Tissue distribution of multiple daily fixed SC doses of anti-C1q inhibitor: Animals are treated with a single SC injection of anti-C1q inhibitor once daily for 7 days at the selected dose. Additional animals are treated with anti-C1q comparator molecules at a single dose of 100 mg/Kg IV. Animals are euthanized on days 2, 3, 7 and 9 (2 days after the last dose). Blood is collected at each time point. The animal is then perfused with sterile saline to flush out any blood exiting the vascular segment. Tissues including skin, subcutaneous fat, liver, lung and muscle are collected. Blood samples are evaluated at each time point for anti-C1q inhibitor/comparator molecule levels and inhibition of C1q and serum hemolytic activity. Tissue samples (lacking blood) are homogenized and assessed for levels of anti-C1q inhibitor/comparator molecule and inhibition of tissue C1q at each time point. A single SC dose of anti-C1q inhibitory molecule shows complete saturation and inhibition of C1q in the blood at all time points except the day 9 sample (taken 2 days after the last dose). In tissue samples, free drug levels are below the limit of quantitation and no inhibition of free C1q is observed at all time points. These results demonstrate that drug levels are measurable in blood, but not tissue samples, after multiple daily SC administrations of anti-C1q inhibitory molecules. Also, C1q is fully inhibited in blood, but not tissue samples, with once-daily SC dosing of anti-C1q inhibitory molecules at defined doses.

Example 9 Evaluation of Mab1 and FabA Clearance Below are figures from Mab1 15mpk IV, FabA 10mpk IV and FabA 3mpk SC.

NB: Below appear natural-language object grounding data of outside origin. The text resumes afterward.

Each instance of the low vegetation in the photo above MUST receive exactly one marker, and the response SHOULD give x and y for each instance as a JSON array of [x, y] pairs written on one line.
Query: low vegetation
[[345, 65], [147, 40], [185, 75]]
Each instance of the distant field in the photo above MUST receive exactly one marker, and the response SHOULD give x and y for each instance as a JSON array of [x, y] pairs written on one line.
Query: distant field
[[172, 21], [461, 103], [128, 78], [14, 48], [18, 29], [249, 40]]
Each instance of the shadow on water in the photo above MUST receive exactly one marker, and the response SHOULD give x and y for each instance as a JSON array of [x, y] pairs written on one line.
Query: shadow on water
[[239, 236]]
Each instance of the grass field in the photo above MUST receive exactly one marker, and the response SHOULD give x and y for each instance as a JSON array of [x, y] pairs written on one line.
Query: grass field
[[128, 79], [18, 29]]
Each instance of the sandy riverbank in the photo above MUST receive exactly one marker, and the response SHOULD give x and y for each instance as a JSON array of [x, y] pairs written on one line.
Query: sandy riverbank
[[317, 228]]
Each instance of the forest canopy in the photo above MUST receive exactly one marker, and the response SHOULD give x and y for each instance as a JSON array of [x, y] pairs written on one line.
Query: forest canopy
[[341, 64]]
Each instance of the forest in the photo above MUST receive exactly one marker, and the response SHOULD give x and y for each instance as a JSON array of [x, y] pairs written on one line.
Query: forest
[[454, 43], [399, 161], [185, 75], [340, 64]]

Cynomolgus monkeys were dosed with a single dose of Mab1 15mpk IV, FabA 10mpk IV and FabA 3mpk SC. Blood samples were taken over time and processed for serum. Serum free drug levels were measured and are shown below. Mab1 15mpk IV results in peak serum free Mab1 levels of 250,000 ng/mL (FIG. 12A). Free drug levels remain elevated by day 4, but disappear to levels below detection by day 5. FabA 10 mpk IV produces a peak drug level of 12000 ng/mL and is very rapidly cleared with drug levels falling below the limit of detection by 8 hours (FIG. 12B). The estimated half-life of Fab molecules is 2-3 hours. FabA 3mpk SC showed a very modest increase in free drug levels measurable at 24 hours after a single dose (Fig. 12C).

These results demonstrate that Mab1, a complete IgG molecule dosed IV, showed peak serum drug levels of approximately 250 ug/mL, which gradually disappeared over a time frame of several days. FabA dosed IV shows a peak serum drug level of approximately 12 ug/mL that completely disappears by 8 hours. In contrast, FabA dosed SC shows a gradual slow increase in serum free drug levels, peaking at 24 hours and disappearing by about 48 hours.

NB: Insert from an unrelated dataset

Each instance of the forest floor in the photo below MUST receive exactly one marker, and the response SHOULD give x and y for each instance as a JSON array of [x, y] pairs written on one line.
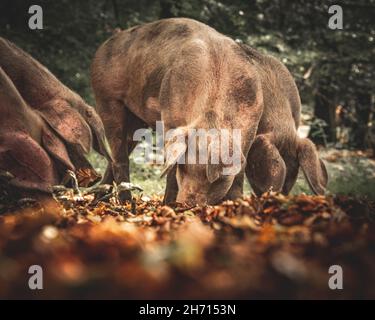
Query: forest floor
[[270, 247]]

Rapid clearance refers to clearance of increased free serum Fab fragment levels compared to free serum full-length antibody levels (Figure 12). Due to its long half-life, free serum full-length antibody levels remain elevated for several days after administration. In contrast, due to its short half-life, free serum Fab levels drop very rapidly within hours. that is, it disappears rapidly.

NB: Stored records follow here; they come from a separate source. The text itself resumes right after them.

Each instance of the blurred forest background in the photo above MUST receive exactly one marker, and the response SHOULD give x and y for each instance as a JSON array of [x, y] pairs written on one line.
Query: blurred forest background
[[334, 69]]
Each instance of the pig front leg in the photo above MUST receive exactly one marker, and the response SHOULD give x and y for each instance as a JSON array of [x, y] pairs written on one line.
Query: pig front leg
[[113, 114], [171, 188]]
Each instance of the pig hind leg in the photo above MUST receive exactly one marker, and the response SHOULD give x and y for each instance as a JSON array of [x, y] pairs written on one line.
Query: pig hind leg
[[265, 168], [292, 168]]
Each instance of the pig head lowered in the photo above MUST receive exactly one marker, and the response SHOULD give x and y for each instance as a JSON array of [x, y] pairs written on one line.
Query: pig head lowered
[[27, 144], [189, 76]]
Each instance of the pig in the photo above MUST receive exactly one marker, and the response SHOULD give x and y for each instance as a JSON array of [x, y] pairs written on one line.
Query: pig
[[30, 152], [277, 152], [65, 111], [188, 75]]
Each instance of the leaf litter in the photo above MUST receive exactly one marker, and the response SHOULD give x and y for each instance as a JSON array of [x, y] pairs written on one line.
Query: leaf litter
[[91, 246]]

INCORPORATION BY REFERENCE Each of the patents, published patent applications, and non-patent literature cited herein is hereby incorporated by reference in its entirety.

EQUIVALENTS Those skilled in the art will recognize, or be able to ascertain using no more than routine experimentation, many equivalents to the specific embodiments of the invention described herein. Such equivalents are intended to be encompassed by the following claims.

Claims (75)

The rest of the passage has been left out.